Hey, this quote from MLOS was in the middle of another thread: <quote MLOS> "Maybe this is better suited to an ER thread, but here's a brief list of discharge instructions I would love to give... Read More

  1. by   JRapha'sRN
    Had a doc give me this verbal order yesterday...

    Call the Wizard of Oz and order a brain for that patient!
  2. by   Jessy_RN
    Quote from Marie_LPN
    "Bathe whole body qd with soap and water." Soap bar provided.

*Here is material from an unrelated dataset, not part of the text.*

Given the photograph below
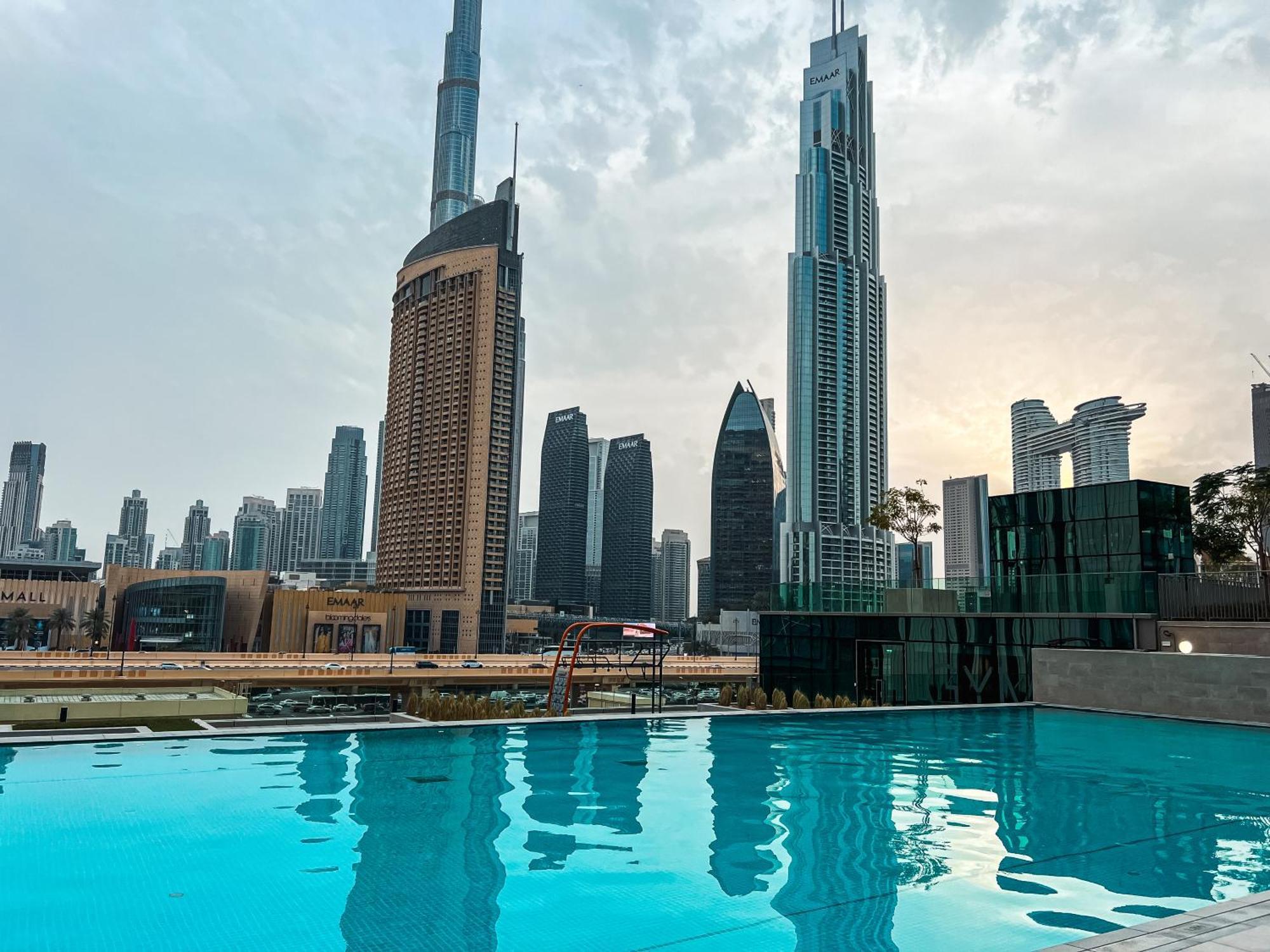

    I've seen it written before, which is probably why i'm laughing as i write this.
  3. by   erjulie
    dc orders I've been tempted to write:

    1. Always be looking over your shoulder. After verbally abusing me and my co-workers for the last (fill-in-the-blank) hours, and suggesting what we may do to enhance your sexual pleasure, you can be assured that I will get you, some day, somewhere, and in some very nasty way.
  4. by   PedsER-RN
    1. consider iq testing before you decide to reproduce. it's not fair to kids to have stupid parents.
    2. keep your toddler away from your horses' back hooves.
    3. cough x 3 (yes, the child coughed three times ) is not an emergency!!!
    4. get a job.
    5. take a bath.
    6. ambulances are not intended for c/o fever (can you believe people do this??? then they act dumbfounded when we try to explain what is not only an emergency, but one that requires an ambulance!). :deadhorse
    7. if your child has been bitten by a dog, logic would tell you to keep them apart, rather than letting your kid stick its' face to the dog's mouth again. hmm, wonder what happened?
    8. telling us you fell on a cucumber while making a salad doesn't convince us your foreign body is accidental!!!
    9. it's called an emergency center, not a clinic.
    10. there are these things called over the counter medications. you should try them!



  5. by   vampiregirl
    You know though, all the individuals that the previous posts are directed toward serve as great job security for ER and EMS personnel.
  6. by   DADENTY
    Quote from Aneroo
    Then it's just hilarous!!!

    had a guy who had swallowed a large piece of meat that became lodged in his esophagus, needed an endoscopy to get it down. D/c instructions included "Chew Food":chuckle

    I could think of some very not nice ones. Sometimes I just can't help but believe in Darwinism. :stone
    1. Do not let your 14 year old self medicate with Tylenol for a "fever" until she ends up in hosp. on mucomyst protocol. :angryfire

    2. Temp of 37.2 is not sepsis

    3. Alcohol causes your pancreatitis- STOP drinking.

    4. You can not live here, If you had to pay for it you would go home.
  7. by   dcastlewood
    Quote from emtrachel
    You know though, all the individuals that the previous posts are directed toward serve as great job security for ER and EMS personnel.
    Absolutely right!!!
  8. by   Uptoherern
    Next time you get drunk (which will be as soon as you leave the er), please sleep somewhere hidden from public view. 7 visits to the er in 3 days is a bit too much.

    (our frequent flyer homeless, smelly men!)
  9. by   Jo Dirt
    Quote from Aneroo
    Then it's just hilarous!!!


    I could think of some very not nice ones. Sometimes I just can't help but believe in Darwinism. :stone
    Yea, only I think it's the other way around...people didn't evolve from monkeys, monkeys evolved from people.
  10. by   jillrn1966
    Yes you can live without him! throwing your self into the back of his truck will not make him stay!
    PLEASE for the love of god get your tubes tied!
    you are 3 months pregnant, nausea and vomiting can happen it is normal, vomiting only once first thing in the morning does not mean you are dehydrated
    stupid is as stupid does, think before you say..hey ya all...watch this!
    you are 50 learing to skateboard drunk IS NOT a good idea at your age
    GET OUT OF MY ER AND GET A LIFE!
  11. by   oldnurse13
    This one is true! Had female with cucumber stuck in her vagina. Discharge instructions included "vinegar and oil douche every day for one week.":roll
  12. by   ToryAdore
    Quote from oldnurse13
    This one is true! Had female with cucumber stuck in her vagina. Discharge instructions included "vinegar and oil douche every day for one week.":roll
    Balsamic vinegar...?:roll
  13. by   Lurksalot
    Quote from traumaRUs
    I work with a great (and hilarious) doc in my ER who always writes:

    1. Quit drinking.
    2. Quit smoking.
    3. Quit doing drugs.
    4. Get a job.
    OMG, too funny!:roll That sure sums it up!